Faced with more school work and tough exams, children are succumbing to stress and its harmful effects.
Feeling stress is a fact of life for most people. However, too much or prolonged stress can have detrimental effects on the mind and body.
Unfortunately, even youngsters are beginning to fall victim to the damaging effects of stress. Statistics regarding childhood and adolescent depression and anxiety are startling; adolescent suicide alone has quadrupled in the last 50 years.
Stress manifests itself in many ways; in the classroom, it can exhibit as learning difficulties such as lack of attention or concentration and forgetfulness, socialisation problems such as difficulty in interacting with other children and expressing one’s feelings. Children who are aggressive or disruptive, who pick fights with other children or engage in bullying too may be reacting to the stress in their lives.
Matching soaring cut-offs and acing entrance exams have now become the be-all and end-all of a child’s growing years. Children spend most of their time in school and the weightage given to exams and grades is at an all-time high.
Unfortunately, our educational system today is not geared to cater to the average student and the constant pressure to perform well academically can often overpower the child’s self-control and affect its self-esteem.
The emphasis on competition gives rise to a number of psychological problems. Classroom stress negatively affects the child’s performance and the manner in which it behaves. Some children may be too scared to ask or answer questions, or even ask to use the washroom. Children who are experiencing distress engage in avoidance behaviour; they may make excuses to skip school and withdraw from friends and family as well. In fact, such children fall ill more often and may experience frequent headaches, gastric difficulties and body ache.

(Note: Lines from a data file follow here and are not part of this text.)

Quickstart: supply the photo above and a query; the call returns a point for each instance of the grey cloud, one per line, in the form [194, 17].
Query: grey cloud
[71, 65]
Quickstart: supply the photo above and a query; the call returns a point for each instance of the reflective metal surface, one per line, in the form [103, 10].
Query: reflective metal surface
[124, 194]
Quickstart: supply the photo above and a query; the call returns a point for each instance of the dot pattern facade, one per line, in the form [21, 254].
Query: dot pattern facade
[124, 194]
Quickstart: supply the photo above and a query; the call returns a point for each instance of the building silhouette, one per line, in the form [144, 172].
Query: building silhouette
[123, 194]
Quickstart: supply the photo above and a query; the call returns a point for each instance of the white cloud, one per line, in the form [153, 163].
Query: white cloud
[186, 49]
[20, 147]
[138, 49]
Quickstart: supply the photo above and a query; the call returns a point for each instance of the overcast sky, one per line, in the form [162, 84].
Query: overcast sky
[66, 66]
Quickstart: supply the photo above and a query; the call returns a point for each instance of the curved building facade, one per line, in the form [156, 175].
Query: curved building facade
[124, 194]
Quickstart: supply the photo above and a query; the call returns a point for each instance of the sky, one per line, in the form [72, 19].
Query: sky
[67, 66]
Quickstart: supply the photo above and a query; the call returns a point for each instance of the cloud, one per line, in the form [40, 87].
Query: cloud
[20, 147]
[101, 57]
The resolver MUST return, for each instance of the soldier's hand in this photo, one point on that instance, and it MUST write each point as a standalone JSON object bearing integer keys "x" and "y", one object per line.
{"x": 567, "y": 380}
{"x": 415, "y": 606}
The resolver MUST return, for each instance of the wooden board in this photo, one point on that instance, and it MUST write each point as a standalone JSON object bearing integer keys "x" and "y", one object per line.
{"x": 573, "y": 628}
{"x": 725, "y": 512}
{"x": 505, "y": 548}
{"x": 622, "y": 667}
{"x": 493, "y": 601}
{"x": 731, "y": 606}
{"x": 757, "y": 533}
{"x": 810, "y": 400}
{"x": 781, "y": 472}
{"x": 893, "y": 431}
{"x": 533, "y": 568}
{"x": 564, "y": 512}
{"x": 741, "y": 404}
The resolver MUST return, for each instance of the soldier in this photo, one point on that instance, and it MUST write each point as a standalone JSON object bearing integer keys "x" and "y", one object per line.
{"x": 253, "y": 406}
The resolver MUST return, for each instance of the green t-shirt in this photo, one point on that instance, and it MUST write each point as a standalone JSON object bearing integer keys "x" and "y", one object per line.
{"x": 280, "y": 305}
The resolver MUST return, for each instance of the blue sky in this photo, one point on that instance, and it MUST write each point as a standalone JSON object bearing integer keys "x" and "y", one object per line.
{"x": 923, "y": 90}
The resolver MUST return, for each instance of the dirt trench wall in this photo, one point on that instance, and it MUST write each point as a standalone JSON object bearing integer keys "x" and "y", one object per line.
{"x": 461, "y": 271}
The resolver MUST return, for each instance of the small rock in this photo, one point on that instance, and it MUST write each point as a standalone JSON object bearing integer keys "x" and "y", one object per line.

The first step towards reducing stress in the classroom is to identify the stressors. The classroom should have a comfortable environment where the child feels free to discuss its problems fearlessly. When a student expresses a concern, validate his/her feelings. Criticism, if constructive, is important; however, it must always be in private, whether about their academics or their behaviour. To single out a child can be detrimental to his/her self-confidence.
Teacher-student ratios and the extent of the syllabus are challenges every teacher has to face. However, if a child is in distress, it’s important to spend time to understand his/her concerns and provide the support they need to cope.
At the same time, teachers must spend some time in their class to focus on life-skills education; foster emotional understanding, assertiveness, empathy, problem solving, critical thinking and decision-making skills in children to help them face the challenges that life will forever toss their way.